– Potencjalnym nabywcą mógł być Mosze Kantor, to wydawało się dosyć logiczne. Kantor to prawa ręka inwestycyjna Putina w Polsce, jeden z oligarchów, który specjalizuje się w inwestycjach chemicznych. Przejęcie polskiej chemii przez Rosjan groziło głównie przejęciem kontroli nad bezpieczeństwem Polski, bo Polska chemia jest głównym odbiorcą gazu w Polsce – powiedział Wojciech Surmacz, redaktor naczelny "Gazety Bankowej”.
Przypomnijmy, że dzisiaj funkcjonariusze Centralnego Biura Antykorupcyjnego wkroczyli do spółki Kulczyk Holding oraz do mieszkań byłego prezesa spółki Ciech S.A. i jego zastępcy. Śledztwo CBA i prokuratorów dotyczy nieprawidłowości związanych z prywatyzacją spółki Ciech S.A. CZYTAJ WIĘCEJ
Dziennikarz podkreślił, że to dobrze, że CBA wkroczyło firm, ale źle, że tak późno. Jak dodał, dalsze kroki powinny zostać podjęte, ale sprawa od początku była dziwna. – Wiadomo, że Jan Kulczyk kupował firmy nie po to, żeby je mieć, ale je sprzedać. Sytuacja wydawała się dosyć prosta. Ówczesne państwo nie reagowało, współczesne zareagowało i bardzo dobrze – stwierdził.
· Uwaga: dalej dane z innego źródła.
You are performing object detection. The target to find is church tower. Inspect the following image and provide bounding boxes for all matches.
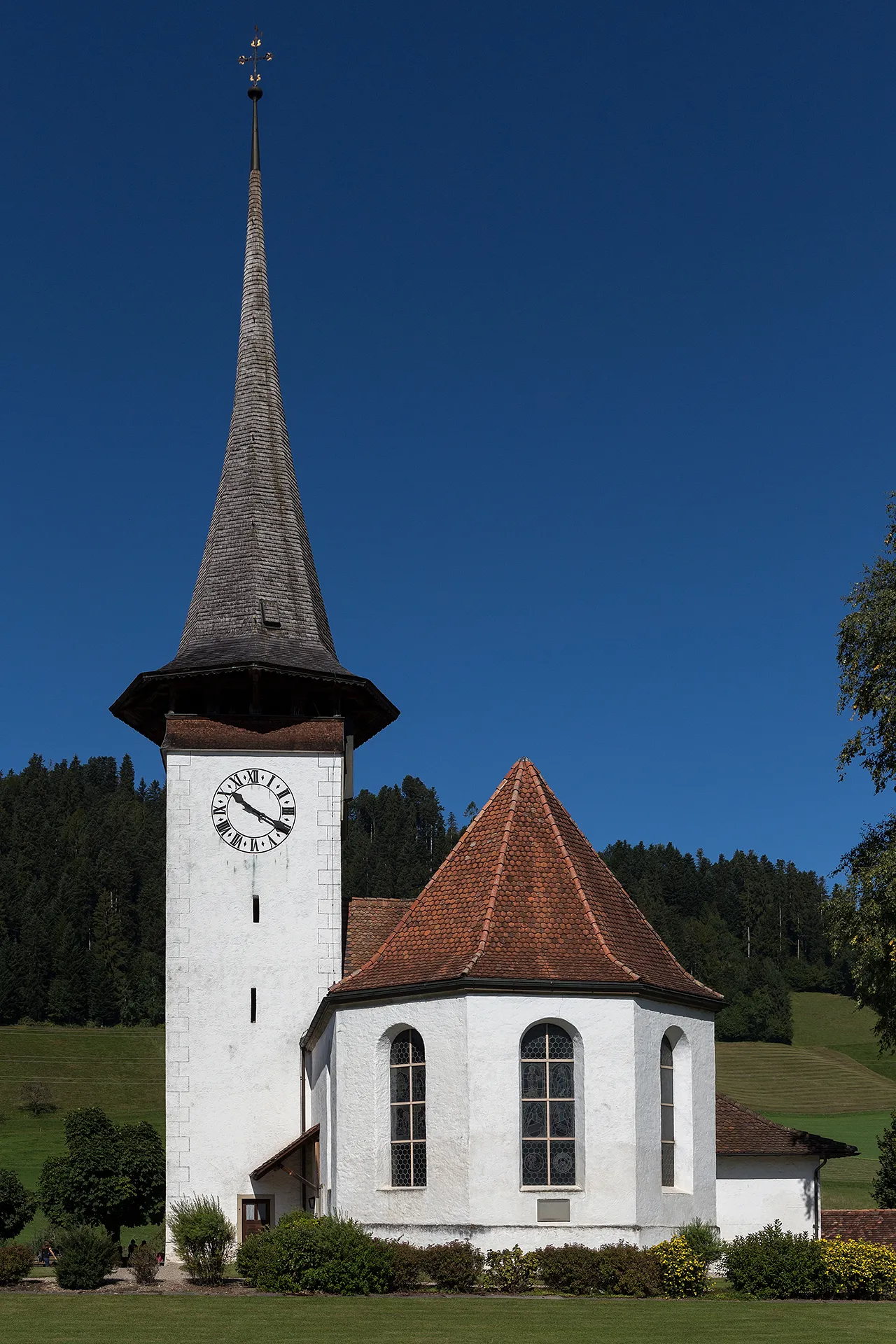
[111,68,398,1234]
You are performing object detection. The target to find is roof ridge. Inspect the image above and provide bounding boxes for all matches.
[330,761,520,988]
[529,761,640,980]
[461,757,525,976]
[533,767,724,999]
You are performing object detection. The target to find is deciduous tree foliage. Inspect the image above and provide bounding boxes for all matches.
[0,1168,38,1243]
[39,1106,165,1240]
[830,493,896,1050]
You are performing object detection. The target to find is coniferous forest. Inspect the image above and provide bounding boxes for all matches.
[0,757,852,1042]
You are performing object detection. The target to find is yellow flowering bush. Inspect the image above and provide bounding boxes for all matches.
[818,1239,896,1297]
[650,1236,706,1297]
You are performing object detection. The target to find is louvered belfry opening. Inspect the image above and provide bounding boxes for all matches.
[111,89,398,745]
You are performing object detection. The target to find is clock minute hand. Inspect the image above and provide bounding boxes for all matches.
[234,793,289,834]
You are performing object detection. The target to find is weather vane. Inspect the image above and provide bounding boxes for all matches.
[239,24,274,89]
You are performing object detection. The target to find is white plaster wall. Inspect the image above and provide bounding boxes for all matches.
[716,1157,818,1240]
[634,999,716,1245]
[165,751,342,1247]
[315,995,716,1249]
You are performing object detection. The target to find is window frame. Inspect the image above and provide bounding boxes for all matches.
[388,1027,427,1189]
[517,1017,584,1191]
[659,1031,677,1189]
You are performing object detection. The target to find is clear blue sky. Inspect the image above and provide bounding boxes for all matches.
[0,0,896,872]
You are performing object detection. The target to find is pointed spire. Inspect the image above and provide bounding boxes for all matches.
[111,74,398,746]
[174,88,340,671]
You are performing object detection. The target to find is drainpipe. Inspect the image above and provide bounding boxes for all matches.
[814,1157,827,1242]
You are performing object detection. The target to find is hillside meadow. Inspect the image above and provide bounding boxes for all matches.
[0,993,896,1208]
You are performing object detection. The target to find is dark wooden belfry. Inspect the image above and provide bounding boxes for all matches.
[111,76,398,746]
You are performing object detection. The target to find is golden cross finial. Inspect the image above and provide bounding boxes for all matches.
[239,24,274,89]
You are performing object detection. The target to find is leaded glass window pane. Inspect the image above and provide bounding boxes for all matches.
[520,1024,548,1059]
[659,1036,676,1185]
[392,1144,411,1185]
[523,1100,548,1138]
[520,1021,575,1185]
[523,1138,548,1185]
[551,1140,575,1185]
[551,1065,573,1097]
[548,1026,573,1059]
[390,1030,426,1185]
[523,1060,548,1097]
[551,1100,575,1138]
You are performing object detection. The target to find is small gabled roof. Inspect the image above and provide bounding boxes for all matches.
[716,1093,858,1157]
[329,758,722,1008]
[342,897,414,976]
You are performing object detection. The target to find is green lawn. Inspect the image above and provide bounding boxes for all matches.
[0,1027,165,1236]
[0,1294,896,1344]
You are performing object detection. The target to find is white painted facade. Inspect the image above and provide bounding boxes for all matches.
[165,750,342,1258]
[716,1156,820,1240]
[307,993,716,1250]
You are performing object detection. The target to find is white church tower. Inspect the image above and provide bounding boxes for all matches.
[111,65,398,1236]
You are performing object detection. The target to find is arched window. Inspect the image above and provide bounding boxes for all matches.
[659,1036,676,1185]
[390,1030,426,1185]
[520,1021,575,1185]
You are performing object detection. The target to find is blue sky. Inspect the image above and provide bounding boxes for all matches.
[0,0,896,872]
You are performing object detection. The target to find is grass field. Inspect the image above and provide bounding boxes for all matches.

Surmacz zaznaczył, że nie udało się kupić Azotów, ale tylko dlatego, że gdzieś w Ministerstwie Skarbu powstała grupa urzędników, która sprzeciwiła się zapędom. – To Tamborski (ówczesny wiceminister skarbu – red.) zaprosił Kantora do Polski, to on torował drogę Kantorowi. Nie spodziewano się, że jedne i drugie wybory przegra PO – powiedział.